Key Takeaways
- Claims of outperforming professional fund managers by multiples of 3-5x are statistically exceptional, given that data consistently shows the vast majority of active funds fail to even match, let alone significantly beat, their benchmarks over the long term.
- The rapid expansion of an investment group, often marketed as a key strength, can function as a contrarian indicator, signalling the potential for crowded trades and an elevated risk of sharp reversals driven by herd behaviour.
- Subscription-based “buy alerts” present subscribers with material execution risks, including price slippage and the provider’s inherent first-mover advantage, factors that can erode or eliminate theoretical returns.
- A robust framework for assessing such services must prioritise independently audited track records, clearly defined risk management protocols, and transparent performance calculation methodologies over marketing rhetoric.
A recent social media post from the account TheLongInvest presented a compelling invitation to a subscription investment group, promising trading alerts that “beat every Fund on the Street (by 3-5 X)”. Such assertions, while enticing, invite a more dispassionate analysis. This phenomenon is not isolated but is emblematic of a broader trend in financial markets: the rise of direct-to-consumer investment guidance that operates largely outside traditional regulatory and performance verification frameworks. A critical examination of these models reveals significant statistical hurdles and behavioural risks that sophisticated investors ought to consider.

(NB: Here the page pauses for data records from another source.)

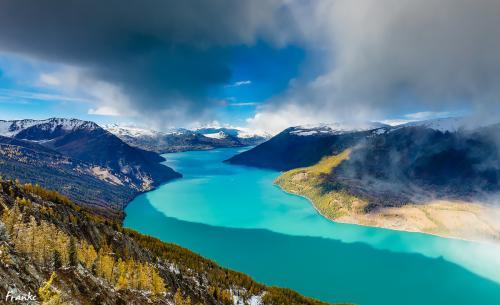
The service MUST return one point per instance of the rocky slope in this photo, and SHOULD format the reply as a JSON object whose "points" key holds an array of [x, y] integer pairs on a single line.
{"points": [[81, 160], [304, 145], [58, 253], [177, 140], [435, 176]]}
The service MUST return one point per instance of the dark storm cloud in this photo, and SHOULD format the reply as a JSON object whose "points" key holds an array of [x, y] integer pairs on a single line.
{"points": [[157, 52], [390, 57]]}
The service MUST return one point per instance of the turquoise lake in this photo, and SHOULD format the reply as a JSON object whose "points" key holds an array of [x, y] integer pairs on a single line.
{"points": [[236, 216]]}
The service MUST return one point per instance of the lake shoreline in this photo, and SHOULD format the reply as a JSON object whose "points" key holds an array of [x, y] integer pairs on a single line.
{"points": [[479, 241]]}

The Arithmetic of Outperformance
The central claim of beating professional funds by a substantial multiple warrants immediate scrutiny against established industry data. The notion of consistent, overwhelming outperformance is, statistically speaking, an extreme outlier. For decades, S&P Dow Jones Indices has published its SPIVA (S&P Indices Versus Active) Scorecard, which consistently demonstrates the difficulty professional asset managers face in simply matching their benchmarks, let alone beating them.
The year-end 2023 report, for instance, paints a sobering picture for active management. Over extended periods, the percentage of funds that underperform their benchmarks grows relentlessly. This is not an opinion; it is a mathematical reality shaped by market efficiency, fees, and the drag of trading costs.
| Time Horizon | Percentage of US Large-Cap Funds Underperforming the S&P 500 |
|---|---|
| 3 Years | 80.12% |
| 5 Years | 86.51% |
| 10 Years | 91.43% |
| 15 Years | 93.13% |
Source: S&P Dow Jones Indices, SPIVA® U.S. Year-End 2023.
Given that over 91% of professional fund managers, equipped with institutional resources and research teams, fail to beat the S&P 500 over a decade, a claim of exceeding this benchmark by 300% to 500% demands an extraordinary level of evidence. Without a publicly available, time-stamped, and audited track record, such performance claims exist purely in the realm of marketing.
The Behavioural Dynamics of the Crowd
The boast of being part of the “fastest growing investing group” is often framed as social proof of its value. However, from a market dynamics perspective, rapid growth can be a liability. It is a potential indicator of developing herd behaviour and the formation of crowded trades. When a large number of market participants receive and act on the same signal simultaneously, it can create temporary price distortions.
This synchronised buying or selling makes the position fragile. An initial surge in price may not reflect a change in fundamentals but rather the mechanical impact of the group’s collective capital. These situations are inherently unstable and prone to sharp reversals once the initial wave of buying exhausts itself or when external sellers recognise the opportunity to take the other side of a crowded trade. For institutional traders, the coordinated activity of large retail groups can itself become a signal—often a contrarian one.
The Structural Disadvantage of the Alert Follower
The model of a buy or sell “alert” contains a structural friction that is seldom discussed: execution. The issuer of the alert, by definition, has made their decision and can execute their trade *before* broadcasting the signal. Subscribers, upon receiving the alert, are immediately placed in a race against thousands of their peers to secure an execution.
This process inevitably leads to price slippage. The first few to act may get a price close to the alert level, but the wave of subsequent orders will push the price higher (on a buy alert) or lower (on a sell alert). The last followers in the queue will achieve the worst prices, and their realised returns will be significantly lower than the theoretical performance of the signal itself. The cumulative effect is that the group’s own activity systematically erodes its potential gains. This contrasts sharply with institutional execution strategies like TWAP (Time-Weighted Average Price), which are designed specifically to minimise market impact when deploying large amounts of capital.
Ultimately, navigating the modern financial information landscape requires a healthy degree of professional scepticism. The allure of a simple solution to the complex problem of generating alpha is perennial. Yet the principles of sound due diligence remain unchanged. Investors must ask for evidence over assertion and analyse the mechanics of a strategy, not just its advertised results. As a speculative thought, perhaps the most valuable data generated by these groups is not their trade signals at all, but the map they provide of retail sentiment and positioning—a resource that could prove quite valuable for those looking to provide liquidity to, or trade against, the herd.